第8話
勇者様とのタイマン勝負は、微妙に場所が移されてから、戦いの火蓋が切って落とされました。戦場となっているのは、変わらず我がルルトの村はずれの野菜畑付近。農具がしまってある物置の横に、休憩のために椅子代わりの丸太が置いてある場所です。
それぞれ別の丸太に腰を下ろしたことにより、勇者様に掴まれた手首は放してもらえましたが、今にもお互いの膝がくっつくくらい近くで向かい合っているという状況。こんな状況で逃げられるわけがありません。身体を拘束せずに逃走の可能性をギリギリまで低くするとは流石です。うう、勇者ってやつはマジで半端ねぇ。

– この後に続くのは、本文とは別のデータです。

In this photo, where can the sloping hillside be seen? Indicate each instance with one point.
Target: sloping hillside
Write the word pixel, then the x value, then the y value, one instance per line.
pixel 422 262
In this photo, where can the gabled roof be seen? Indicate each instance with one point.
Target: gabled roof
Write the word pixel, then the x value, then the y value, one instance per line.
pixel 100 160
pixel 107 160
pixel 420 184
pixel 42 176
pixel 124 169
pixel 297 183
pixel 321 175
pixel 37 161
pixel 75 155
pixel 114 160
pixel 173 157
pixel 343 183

そもそも私は何故こんな状況下に追い込まれているのでしょうか。自宅にいる大虎のお二人から逃れようと酒場に足を向ければ、酒場でも虎につかまり、酒場のご主人にもつかまり、挙句の果てに勇者様です。なんなんだ今日は。厄日か?厄日か!!
「あの……?」
勇者様に探るような声を掛けられて、私ははっと視線を上げました。私が勇者様の戦略にガクブルしている間に、何やら話が進んでいた様子。意識飛ばしまくっていたお陰で、勇者様の話なんぞ何一つ聞いておりませんでした。やっべぇ。
そういう時はとりあえず笑って誤魔化す、というのが一番の策と考えている私は、とりあえず引きつった笑いを浮かべて首を傾げました。上手く誤魔化せたかとちらりと勇者様の表情を盗み見ると、ものの見事に目が合ってしまい、全力で顔を背けます。こんな状況で勇者様の顔なんぞ見ていたら、負ける気しかしません。負けを認めたら最後、どうなるか分ったものではありません。

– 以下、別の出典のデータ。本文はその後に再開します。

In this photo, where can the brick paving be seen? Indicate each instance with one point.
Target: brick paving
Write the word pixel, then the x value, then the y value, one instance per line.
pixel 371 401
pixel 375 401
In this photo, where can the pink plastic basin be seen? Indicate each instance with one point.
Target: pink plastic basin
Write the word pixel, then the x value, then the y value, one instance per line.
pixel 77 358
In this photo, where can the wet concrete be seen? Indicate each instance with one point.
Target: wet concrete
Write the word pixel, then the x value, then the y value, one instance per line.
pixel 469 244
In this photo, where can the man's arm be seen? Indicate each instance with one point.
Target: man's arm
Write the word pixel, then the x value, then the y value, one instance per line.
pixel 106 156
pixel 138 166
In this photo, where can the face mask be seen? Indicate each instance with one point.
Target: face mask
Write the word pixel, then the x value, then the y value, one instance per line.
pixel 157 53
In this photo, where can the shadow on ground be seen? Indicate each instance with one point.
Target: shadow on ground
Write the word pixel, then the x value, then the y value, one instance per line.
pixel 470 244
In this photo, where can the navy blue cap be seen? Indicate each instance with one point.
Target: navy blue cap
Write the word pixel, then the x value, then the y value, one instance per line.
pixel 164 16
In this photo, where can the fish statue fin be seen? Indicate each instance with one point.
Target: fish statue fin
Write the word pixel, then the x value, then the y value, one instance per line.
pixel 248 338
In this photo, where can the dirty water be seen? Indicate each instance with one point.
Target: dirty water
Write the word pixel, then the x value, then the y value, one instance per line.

私が勇者様から顔を背けたまま、今後の展開に恐れおののいていると、蚊の鳴くような声で勇者様が呟きました。
「あなたは、そんなにオレのことがお嫌いですか……?」
今まで聴いたことの無い、細々とした声で搾り出された勇者様の言葉に、ものすごく驚いた私は、思わず背けた顔を元に戻してしまいました。勇者様の表情は暗く、俯きがちに自分の手を見つめています。
私は別に勇者様のことが嫌いとかいうわけではありません。むしろそのお綺麗な顔は素晴らしいと思いますし、やはり『勇者様』という方に憧れはあります。好きか嫌いかと言われたら、まぁ、どっちでもないというかやや微妙に好きに傾くことも無きにしも非ず、といったところでしょうか。今の状況とあの底の読めない笑顔のせいで、目の前の勇者様を恐ろしい敵だと思ってはいますが。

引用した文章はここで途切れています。